On 20 June, 1919 the Treaty of Versailles was signed – a dictated treaty which left most parties dissatisfied but brought the Great War to an end as far as actual fighting is concerned. Statesmen, diplomats and politicians with the best of intentions continued into 1920 with the Paris Peace Conference in which each of the defeated Central Powers was dealt with. Versailles had occupied itself with Germany, but then Austria came under the victor’s scrutiny at St. Germain, then Bulgaria at Neuilly, Hungary at Trianon (June 1920) and Turkey at Sevres (August 1920).
A good deal of what was discussed at the Conference had already been thrashed out at Versailles, or earlier – the Treaty of London signed by Italy had taken place in the second year of the War, 1915. In that case the promise of added territory if any belligerent joined the Allies might have been the cause of Italy’s decision. Countries breaking away from the Hapsburg Empire had formed themselves into entirely new states, such as Czechoslovakia and Yugoslavia; both were doomed to failure and division.
In western Europe there were only a few frontier changes, but in the East most if not all frontiers changed and many new countries were resurrected from the past, or created anew: Estonia, Latvia and Lithuania rose out of the ruins of the Russian Empire; Poland was independent again for the first time since 1795, but was in for a terrible shock after only two decades of political freedom; Austria/Hungary was split up into much smaller states; Yugoslavia, which like Czechoslovakia had risen from the Hapsburg Empire, already had an unsteady core in Serbia. Some existing countries became rather larger, such as France, Belgium, Italy, Romania and Greece, while other became smaller, such as Germany and Bulgaria. Naturally, all this decided who was going to be happy with the new arrangements or not.
The Conference seemed not to notice that it was impossible to avoid having national minorities in each of the states, as the population was invariably mixed. There were a million and half (Hungarian) Magyars in Transylvania for example, which had been given to Romania, but the majority of them were settled in the eastern part of the territory, furthest away from Hungary itself. 19 million people were minorities in nine states with a total population of 98 million. Less than half the population of Czechoslovakia were Czechs.

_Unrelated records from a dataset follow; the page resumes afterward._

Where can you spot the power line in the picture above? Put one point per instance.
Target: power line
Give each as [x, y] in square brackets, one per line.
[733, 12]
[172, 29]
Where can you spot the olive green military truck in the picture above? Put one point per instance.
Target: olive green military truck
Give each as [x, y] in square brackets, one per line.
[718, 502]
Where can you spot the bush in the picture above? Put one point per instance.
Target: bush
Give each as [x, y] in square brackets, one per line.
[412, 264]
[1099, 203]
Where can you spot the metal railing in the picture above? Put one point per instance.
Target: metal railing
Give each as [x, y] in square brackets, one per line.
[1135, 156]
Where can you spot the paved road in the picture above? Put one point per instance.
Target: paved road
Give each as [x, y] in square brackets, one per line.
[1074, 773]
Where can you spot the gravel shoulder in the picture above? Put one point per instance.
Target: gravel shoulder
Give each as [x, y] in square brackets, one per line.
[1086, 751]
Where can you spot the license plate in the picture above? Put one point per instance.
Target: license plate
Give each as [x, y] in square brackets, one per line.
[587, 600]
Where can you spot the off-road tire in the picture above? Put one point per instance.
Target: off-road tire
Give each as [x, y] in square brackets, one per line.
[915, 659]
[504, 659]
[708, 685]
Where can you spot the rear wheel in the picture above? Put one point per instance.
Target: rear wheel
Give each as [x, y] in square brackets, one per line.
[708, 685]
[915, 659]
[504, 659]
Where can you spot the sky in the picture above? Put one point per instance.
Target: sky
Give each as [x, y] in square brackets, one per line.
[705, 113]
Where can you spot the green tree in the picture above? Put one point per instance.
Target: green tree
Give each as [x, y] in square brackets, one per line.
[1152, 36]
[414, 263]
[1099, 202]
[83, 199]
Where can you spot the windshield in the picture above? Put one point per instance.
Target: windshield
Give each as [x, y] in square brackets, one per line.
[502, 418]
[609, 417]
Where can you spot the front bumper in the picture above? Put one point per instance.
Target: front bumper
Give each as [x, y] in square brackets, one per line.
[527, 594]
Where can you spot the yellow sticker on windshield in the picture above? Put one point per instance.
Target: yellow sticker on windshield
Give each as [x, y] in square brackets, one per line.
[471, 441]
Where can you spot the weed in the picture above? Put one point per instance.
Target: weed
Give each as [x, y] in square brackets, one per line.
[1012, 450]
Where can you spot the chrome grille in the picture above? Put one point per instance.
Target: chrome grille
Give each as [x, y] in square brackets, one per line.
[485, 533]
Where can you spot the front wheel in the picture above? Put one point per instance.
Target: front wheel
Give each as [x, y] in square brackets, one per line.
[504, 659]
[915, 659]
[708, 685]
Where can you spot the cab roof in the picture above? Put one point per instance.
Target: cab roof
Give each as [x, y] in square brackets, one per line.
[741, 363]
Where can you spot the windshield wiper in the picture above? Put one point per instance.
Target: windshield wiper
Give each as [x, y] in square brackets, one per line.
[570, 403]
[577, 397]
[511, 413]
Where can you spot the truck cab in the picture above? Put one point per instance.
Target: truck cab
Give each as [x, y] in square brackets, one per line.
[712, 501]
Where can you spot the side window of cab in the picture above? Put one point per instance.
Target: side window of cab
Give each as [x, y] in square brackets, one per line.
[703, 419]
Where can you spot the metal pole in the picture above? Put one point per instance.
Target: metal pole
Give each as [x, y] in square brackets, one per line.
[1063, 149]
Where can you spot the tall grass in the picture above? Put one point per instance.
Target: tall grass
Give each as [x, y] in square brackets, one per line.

It can be seen with hindsight that the problem of national minorities would prove to be a source of great instability which might be used (as indeed it was by Hitler) to undermine and finally destroy newly independent states like Czechoslovakia. Further imbalance was caused by some states feeling they had been badly treated. Slovaks maintained that the best posts went to Czechs, while in Yugoslavia the same complaint was made by Croats against the Serbs. The Ukrainians did not even have a state of their own but lived in Russia, Poland and Czechoslovakia.
The great South African General Smuts said in March 1919 that whatever peace followed the Paris Conference would be an unstable one. His sensible argument was that Poland and Czechoslovakia would be unable to survive without German goodwill. He was right, and these two states were among the first to suffer from German ill will. It was clear in 1920, at least to most newspaper editors, professors of History and professional historians, that both Russia and Germany, which had dominated Eastern Europe before the Great War, would regain their power. If this happened resistance would only be possible if the countries there stood together. This was a forlorn hope, because of the minorities problem, and the disastrous nationalist economic policies followed by many eastern European states. The stage was cleared and ready for another ‘war to end all wars’ – in 1939.